A fim de sistematizar e harmonizar as aparentes contradições dos vários Upanisads, uma série de textos surgiram com o objetivo de resumir e apresentar os seus pontos doutrinários principais. Os Brahma Sutras, atribuídos ora a Badarayana e ora a Vyasa, são um dos frutos desse empreendimento. A data de sua redação é incerta, assim como a atribuição usual de sua autoria.
O costume hindu de comentários (karikas) às escrituras sagradas estendeu-se naturalmente aos Brahma Sutras, também conhecidos como Vedanta Sutras. Não é de se espantar, portanto, que o magnífico mestre vedantino Sri Adi Sankaracarya (séc.VIII/IX D.C.), principal expoente da escola Advaita (não-dualista), tenha ele também comentado os Brahma Sutras.
O primeiro verso dos Brahma Sutras apresenta como seu objetivo justamente a investigação acerca da natureza de Brahman:
1. "Agora (após a aquisição das qualidades espirituais requeridas), portanto (como os resultados obtidos pelos sacrifícios, etc, são efêmeros, enquanto o resultado do conhecimento de Brahman é eterno), a investigação sobre (a real natureza) Brahman (a qual é necessária graças às visões conflitantes das diversas escolas, deve ser empreendida)."*
O comentário de Sankaracarya inicia com uma possível objeção ao estudo da natureza de Brahman. Ora, ninguém inteligente investiga o que já conhece, pois isso não teria qualquer benefício prático. Já se sabe pelas escrituras que Brahman é Satcitananda (algo como "Verdade-Consciência-Bem-aventurança"), e que é idêntico ao Atman (o Si-mesmo). O Si não é outro que o objeto da noção de Eu, o eu empírico cuja existência é indubitável. Não há necessidade de se investigar uma pretensa indefinição de Brahman.

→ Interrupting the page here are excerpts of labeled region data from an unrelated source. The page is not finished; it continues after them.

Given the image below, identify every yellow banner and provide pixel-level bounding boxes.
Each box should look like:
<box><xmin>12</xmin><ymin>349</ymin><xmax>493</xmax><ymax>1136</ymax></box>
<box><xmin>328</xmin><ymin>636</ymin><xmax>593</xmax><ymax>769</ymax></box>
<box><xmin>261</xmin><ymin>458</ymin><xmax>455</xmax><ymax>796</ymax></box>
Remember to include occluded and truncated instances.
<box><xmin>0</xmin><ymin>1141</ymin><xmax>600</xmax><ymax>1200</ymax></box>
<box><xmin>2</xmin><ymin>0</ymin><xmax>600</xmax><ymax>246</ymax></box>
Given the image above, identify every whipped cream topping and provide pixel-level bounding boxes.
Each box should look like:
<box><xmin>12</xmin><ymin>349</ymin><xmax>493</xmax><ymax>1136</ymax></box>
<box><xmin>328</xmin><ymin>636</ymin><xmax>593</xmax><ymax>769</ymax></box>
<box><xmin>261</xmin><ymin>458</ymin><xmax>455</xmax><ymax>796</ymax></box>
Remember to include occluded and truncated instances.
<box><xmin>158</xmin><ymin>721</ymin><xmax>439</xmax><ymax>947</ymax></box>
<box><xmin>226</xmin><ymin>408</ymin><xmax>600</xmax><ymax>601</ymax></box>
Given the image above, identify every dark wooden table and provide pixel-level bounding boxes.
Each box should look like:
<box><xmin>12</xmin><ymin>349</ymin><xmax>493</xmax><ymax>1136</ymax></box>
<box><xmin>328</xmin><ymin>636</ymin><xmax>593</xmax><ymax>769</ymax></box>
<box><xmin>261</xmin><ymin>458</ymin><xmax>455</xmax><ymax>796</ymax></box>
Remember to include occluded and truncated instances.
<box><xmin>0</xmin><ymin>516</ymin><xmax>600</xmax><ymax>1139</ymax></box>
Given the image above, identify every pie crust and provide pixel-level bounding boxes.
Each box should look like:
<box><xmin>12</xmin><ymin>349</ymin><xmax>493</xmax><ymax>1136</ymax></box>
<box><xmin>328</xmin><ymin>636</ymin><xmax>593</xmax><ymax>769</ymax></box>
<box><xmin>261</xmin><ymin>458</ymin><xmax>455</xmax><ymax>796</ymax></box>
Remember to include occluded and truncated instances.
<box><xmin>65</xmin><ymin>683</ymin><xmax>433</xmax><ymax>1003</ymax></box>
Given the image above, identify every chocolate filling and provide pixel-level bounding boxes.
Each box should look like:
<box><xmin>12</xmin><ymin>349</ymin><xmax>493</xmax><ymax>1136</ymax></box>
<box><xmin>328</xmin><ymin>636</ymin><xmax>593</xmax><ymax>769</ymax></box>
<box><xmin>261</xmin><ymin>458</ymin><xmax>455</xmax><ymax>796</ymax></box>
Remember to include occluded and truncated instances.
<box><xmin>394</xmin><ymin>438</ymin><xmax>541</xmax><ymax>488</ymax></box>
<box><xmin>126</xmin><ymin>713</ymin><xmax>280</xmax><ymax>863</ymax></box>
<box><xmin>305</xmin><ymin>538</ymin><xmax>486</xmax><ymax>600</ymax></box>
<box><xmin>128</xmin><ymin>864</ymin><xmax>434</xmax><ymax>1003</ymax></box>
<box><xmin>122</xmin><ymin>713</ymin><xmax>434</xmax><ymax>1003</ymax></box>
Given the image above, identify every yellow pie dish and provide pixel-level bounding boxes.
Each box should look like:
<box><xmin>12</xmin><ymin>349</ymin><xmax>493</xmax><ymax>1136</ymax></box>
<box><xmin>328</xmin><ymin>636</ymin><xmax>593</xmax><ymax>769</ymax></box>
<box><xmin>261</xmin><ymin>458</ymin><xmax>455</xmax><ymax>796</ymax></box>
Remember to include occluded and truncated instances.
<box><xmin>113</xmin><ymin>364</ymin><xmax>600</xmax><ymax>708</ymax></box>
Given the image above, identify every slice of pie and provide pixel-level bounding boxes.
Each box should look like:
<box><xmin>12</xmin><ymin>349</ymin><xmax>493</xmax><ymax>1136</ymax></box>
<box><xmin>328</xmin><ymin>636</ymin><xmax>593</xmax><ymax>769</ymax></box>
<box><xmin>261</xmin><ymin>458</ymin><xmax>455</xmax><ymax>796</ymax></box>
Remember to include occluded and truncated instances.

Ademais, diz o imaginado oponente, tal conhecimento não ajuda em nada em Moksa (libertação), nem traz qualquer modificação à realidade, isto é, ao mundo fenomênico. Inexiste qualquer superimposição (Adhyâsa) na realidade. Este mundo é absolutamente real. Não há outro Si que não seja o da consciência egóica. Por essas razões, a investigação da natureza de Brahman nada traz de útil, e não é desejável.
Sankaracarya responde à objeção imaginada afirmando que a investigação sobre a natureza de Brahman é sim desejável, dado que há certa indefinição graças às diversas escolas que disputam sobre o tema. As sagradas escrituras (Sruti)** dizem que o Si é livre de todas as características limitadoras, que é infinito, bem-aventurado e onisciente, o Um sem segundo. O eu empírico é sentido como ocupando um espaço (como quando se diz "eu estou na sala"), é ignorante, está evolvido em inúmeras tristezas, etc.
Tal noção não pode ser verdadeira. Tomar o Si infinito e ilimitado como o eu empírico limitado é, em si mesmo, uma ilusão. É uma superimposição evidente. O conhecimento de Brahman é, portanto, de imensa importância, conduzindo à Libertação. O exame dos textos do Vedanta que versam sobre o tema é valioso e deve ser realizado.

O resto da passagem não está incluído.